#ott#jualbelijabatan

OTT Komisioner KPU Bisa Jadi

( kata)
OTT Komisioner KPU Bisa Jadi
Ilustrasi. Dok/Lampost.co

Bandar Lampung (Lampost.co) -- Komisioner Komisi Pemilihan Umum (KPU) RI Wahyu Setiawan yang ditangkap dalam operasi tangkap tangan (OTT) KPK, Rabu, 8 Januari 2020, terkait kasus suap. Santer beredar kabar, mantan anggota KPU Jawa Tengah itu memiliki sangkut paut atau koneksi dengan dugaan jual beli jabatan di KPU kabupaten/kota di Lampung, dengan terlapor di DKPP anggota KPU Lampung Esti Nur Fatonah.

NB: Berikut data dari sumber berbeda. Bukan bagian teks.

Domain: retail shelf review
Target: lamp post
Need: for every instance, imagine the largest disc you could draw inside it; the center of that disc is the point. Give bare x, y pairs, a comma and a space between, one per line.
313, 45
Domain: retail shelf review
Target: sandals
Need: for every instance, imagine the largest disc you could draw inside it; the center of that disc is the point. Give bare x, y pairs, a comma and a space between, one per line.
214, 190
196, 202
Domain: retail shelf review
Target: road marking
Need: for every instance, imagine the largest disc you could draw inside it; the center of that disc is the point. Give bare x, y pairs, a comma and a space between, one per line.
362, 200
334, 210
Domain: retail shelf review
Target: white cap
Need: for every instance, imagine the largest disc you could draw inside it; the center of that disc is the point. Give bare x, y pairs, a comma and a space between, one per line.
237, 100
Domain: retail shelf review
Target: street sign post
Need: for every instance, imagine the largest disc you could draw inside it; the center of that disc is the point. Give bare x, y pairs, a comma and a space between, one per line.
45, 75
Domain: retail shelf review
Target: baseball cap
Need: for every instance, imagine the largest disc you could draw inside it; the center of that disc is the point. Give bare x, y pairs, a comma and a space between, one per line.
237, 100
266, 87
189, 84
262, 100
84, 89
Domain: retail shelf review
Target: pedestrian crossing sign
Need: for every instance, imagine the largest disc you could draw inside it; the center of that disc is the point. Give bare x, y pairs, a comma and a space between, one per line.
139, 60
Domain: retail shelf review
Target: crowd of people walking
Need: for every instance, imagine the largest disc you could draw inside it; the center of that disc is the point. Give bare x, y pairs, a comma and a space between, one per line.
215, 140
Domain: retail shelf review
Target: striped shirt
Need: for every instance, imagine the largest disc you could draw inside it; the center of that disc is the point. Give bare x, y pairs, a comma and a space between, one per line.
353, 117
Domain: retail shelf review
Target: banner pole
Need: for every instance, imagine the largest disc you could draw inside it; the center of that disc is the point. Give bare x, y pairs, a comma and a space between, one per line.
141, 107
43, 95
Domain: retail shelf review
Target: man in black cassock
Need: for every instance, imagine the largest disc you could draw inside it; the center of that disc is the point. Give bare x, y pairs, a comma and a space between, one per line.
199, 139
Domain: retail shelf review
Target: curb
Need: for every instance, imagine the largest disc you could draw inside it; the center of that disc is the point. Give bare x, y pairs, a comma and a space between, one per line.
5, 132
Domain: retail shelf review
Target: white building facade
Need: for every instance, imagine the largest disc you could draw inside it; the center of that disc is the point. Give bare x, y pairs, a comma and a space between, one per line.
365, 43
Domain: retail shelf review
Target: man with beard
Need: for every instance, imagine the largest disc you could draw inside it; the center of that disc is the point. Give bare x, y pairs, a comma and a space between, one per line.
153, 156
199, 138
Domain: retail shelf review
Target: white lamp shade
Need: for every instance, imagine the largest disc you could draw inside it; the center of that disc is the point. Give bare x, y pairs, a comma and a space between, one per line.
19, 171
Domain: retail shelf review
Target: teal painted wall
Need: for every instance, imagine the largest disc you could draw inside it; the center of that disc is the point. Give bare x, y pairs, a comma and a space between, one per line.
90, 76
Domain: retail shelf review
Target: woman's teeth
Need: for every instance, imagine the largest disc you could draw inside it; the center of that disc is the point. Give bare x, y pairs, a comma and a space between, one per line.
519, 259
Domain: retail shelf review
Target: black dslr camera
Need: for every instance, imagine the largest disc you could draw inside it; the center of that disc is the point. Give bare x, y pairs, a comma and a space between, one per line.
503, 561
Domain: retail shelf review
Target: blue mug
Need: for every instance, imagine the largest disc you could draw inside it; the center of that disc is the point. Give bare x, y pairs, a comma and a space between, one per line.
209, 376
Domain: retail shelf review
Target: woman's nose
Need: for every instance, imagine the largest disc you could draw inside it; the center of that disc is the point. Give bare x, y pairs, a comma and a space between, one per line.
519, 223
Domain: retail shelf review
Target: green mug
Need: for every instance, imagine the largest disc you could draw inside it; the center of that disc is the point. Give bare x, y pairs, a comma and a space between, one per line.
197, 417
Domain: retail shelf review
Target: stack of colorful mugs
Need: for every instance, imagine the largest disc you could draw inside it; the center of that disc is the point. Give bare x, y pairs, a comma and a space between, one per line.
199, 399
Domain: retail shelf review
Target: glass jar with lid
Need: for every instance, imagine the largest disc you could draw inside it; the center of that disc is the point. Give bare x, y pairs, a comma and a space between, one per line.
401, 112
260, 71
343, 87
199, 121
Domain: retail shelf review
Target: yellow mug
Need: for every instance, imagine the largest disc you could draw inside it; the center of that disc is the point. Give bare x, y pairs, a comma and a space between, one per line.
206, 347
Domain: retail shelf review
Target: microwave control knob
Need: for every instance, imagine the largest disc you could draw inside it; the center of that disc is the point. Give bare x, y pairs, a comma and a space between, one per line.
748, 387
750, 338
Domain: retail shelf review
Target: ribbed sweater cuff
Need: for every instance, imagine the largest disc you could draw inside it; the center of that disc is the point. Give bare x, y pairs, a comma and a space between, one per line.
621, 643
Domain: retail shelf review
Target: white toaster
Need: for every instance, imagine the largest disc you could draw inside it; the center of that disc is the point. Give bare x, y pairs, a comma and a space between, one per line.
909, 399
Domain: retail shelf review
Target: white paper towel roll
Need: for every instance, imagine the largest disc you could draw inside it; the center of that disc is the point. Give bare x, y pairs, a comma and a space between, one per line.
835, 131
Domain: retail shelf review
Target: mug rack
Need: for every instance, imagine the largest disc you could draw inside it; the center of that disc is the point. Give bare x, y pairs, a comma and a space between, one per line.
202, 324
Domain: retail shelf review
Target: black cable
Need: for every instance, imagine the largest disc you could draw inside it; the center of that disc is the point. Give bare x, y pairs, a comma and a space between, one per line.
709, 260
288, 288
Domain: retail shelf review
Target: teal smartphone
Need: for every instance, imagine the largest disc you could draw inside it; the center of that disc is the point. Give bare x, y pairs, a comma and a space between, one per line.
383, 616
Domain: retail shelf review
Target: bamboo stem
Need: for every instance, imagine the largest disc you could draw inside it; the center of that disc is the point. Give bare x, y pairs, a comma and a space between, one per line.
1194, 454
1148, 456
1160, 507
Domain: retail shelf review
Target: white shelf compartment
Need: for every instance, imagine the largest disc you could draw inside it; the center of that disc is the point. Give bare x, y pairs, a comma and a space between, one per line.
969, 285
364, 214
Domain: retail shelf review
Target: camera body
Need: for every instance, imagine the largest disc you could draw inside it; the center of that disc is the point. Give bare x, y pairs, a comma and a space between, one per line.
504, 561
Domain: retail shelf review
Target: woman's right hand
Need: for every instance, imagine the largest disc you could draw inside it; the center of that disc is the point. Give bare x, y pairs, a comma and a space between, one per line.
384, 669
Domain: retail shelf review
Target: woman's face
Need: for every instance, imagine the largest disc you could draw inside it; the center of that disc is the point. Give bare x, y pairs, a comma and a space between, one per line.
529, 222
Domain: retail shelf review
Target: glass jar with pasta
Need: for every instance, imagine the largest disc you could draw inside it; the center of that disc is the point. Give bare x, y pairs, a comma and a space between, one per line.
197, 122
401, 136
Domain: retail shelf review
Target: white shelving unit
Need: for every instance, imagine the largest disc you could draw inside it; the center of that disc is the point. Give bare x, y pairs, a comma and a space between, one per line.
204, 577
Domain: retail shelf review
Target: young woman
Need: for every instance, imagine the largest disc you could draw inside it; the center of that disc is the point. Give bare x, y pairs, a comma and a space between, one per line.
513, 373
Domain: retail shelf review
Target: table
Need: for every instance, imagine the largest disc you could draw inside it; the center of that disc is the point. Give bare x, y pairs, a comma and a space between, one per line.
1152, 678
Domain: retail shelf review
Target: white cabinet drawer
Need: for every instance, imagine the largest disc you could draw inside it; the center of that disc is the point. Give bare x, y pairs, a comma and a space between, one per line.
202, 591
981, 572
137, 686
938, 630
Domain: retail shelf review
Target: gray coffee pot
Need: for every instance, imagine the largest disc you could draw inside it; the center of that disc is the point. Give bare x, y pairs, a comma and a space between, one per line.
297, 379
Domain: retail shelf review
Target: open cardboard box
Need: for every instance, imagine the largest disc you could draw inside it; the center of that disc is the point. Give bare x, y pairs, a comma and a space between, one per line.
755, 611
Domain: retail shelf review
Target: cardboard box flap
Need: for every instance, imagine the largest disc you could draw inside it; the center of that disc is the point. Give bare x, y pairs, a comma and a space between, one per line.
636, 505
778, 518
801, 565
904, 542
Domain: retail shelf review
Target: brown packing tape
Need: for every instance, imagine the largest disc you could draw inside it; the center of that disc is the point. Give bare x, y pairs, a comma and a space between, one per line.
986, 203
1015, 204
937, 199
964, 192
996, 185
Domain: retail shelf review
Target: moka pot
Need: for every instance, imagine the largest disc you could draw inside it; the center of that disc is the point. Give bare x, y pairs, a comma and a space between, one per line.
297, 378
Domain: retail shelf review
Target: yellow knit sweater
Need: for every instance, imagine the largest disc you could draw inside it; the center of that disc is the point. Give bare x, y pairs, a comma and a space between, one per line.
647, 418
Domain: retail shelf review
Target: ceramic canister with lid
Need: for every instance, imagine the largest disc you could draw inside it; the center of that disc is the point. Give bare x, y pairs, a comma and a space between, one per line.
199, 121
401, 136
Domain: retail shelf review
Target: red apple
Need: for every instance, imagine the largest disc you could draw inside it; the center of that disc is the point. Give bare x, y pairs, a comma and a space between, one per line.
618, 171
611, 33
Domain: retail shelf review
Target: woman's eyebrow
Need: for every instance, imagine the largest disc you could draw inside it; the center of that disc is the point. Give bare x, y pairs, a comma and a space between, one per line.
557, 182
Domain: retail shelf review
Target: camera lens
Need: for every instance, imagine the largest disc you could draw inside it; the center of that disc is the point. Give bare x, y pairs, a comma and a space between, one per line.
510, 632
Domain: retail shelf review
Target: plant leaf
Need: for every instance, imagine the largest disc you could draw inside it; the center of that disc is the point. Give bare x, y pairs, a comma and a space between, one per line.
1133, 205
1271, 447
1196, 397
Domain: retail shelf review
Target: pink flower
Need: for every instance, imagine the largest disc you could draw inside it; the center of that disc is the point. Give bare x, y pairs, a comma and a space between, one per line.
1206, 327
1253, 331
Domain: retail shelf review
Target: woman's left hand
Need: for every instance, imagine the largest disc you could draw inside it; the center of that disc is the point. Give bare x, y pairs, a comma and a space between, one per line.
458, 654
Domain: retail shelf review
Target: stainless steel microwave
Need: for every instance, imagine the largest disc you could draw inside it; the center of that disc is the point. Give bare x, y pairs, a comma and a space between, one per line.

Direktur LBH Bandar Lampung Chandra Muliawan berharap pemeriksaan dan pengembangan perkara ini dapat membongkar bobrok sistem rekrutmen KPU di seluruh Indonesia, termasuk yang terjadi di Lampung. Apalagi santer beredar kabar, Wahyu diduga memilik peran semacam link conection terkait jual beli jabatan di Lampung.

"Kan bisa kebongkar semua nanti, alurnya seperti apa, mekanisme, bagaimana dugaannya di tiap daerah, biar fenomena gunung es ini terbongkar. Kejadian di Lampung, membuktikan adanya dugaan kuat praktek jual beli komisioner di daerah dalam proses rekutmen KPU. Ini bisa jadi pintu masuk, kita minta bongkar sampai ke akarnya," ujar Chandra, Rabu, 8 Januari 2019.

Hal itu ditegaskan chandra karena Dewan Kehormatan Penyelenggara Pemilu (DKPP) menerima dan menindaklanjuti laporan tersebut. Sidang kode etik penyelenggaraan pemilu digelar DKPP terkait kasus dugaan suap calon anggota KPU Tulangbawang yang melibatkan anggota KPU Lampung, Esti Nur Fatonah, yang telah digelar pada Kamis, 19 Desember 2019.

"Apalagi santer informasi yang berkembang, ENF diberikan sanksi dan dinyatakan terbukti bersalah melanggar kode etik oleh KPU RI," katanya.

Sebelumnya, Direktorat Kriminal Umum (Krimum) Polda Lampung telah melakukan pemeriksaan terhadap 11 saksi dugaan jual beli kursi komisionar KPU Lampung. Dirkrimum Kombes Barly Ramadhany mengatakan sejauh ini petugasnya telah memeriksa 11 saksi.

"Saksi yang telah diperiksa penyidik 11 orang," kata Barly usai ekpos perakitan senpi di lapangan WGS Polda Lampung, Senin, 30 Desember 2019.

Dia menjelaskan dalam waktu dekat ini, penyidik akan menghadirkan saksi ahli kriminal untuk melengkapi berkas dan selanjutnya akan dilakukan penetapan tersangka atau sebaliknya.

"Setelah diagendakan saksi ahli, menunggu hasil keterangan saksi ahli baru, selanjutnya, apakah terbukti atau tidaknya kasus ini atau sebaliknya," ujarnya.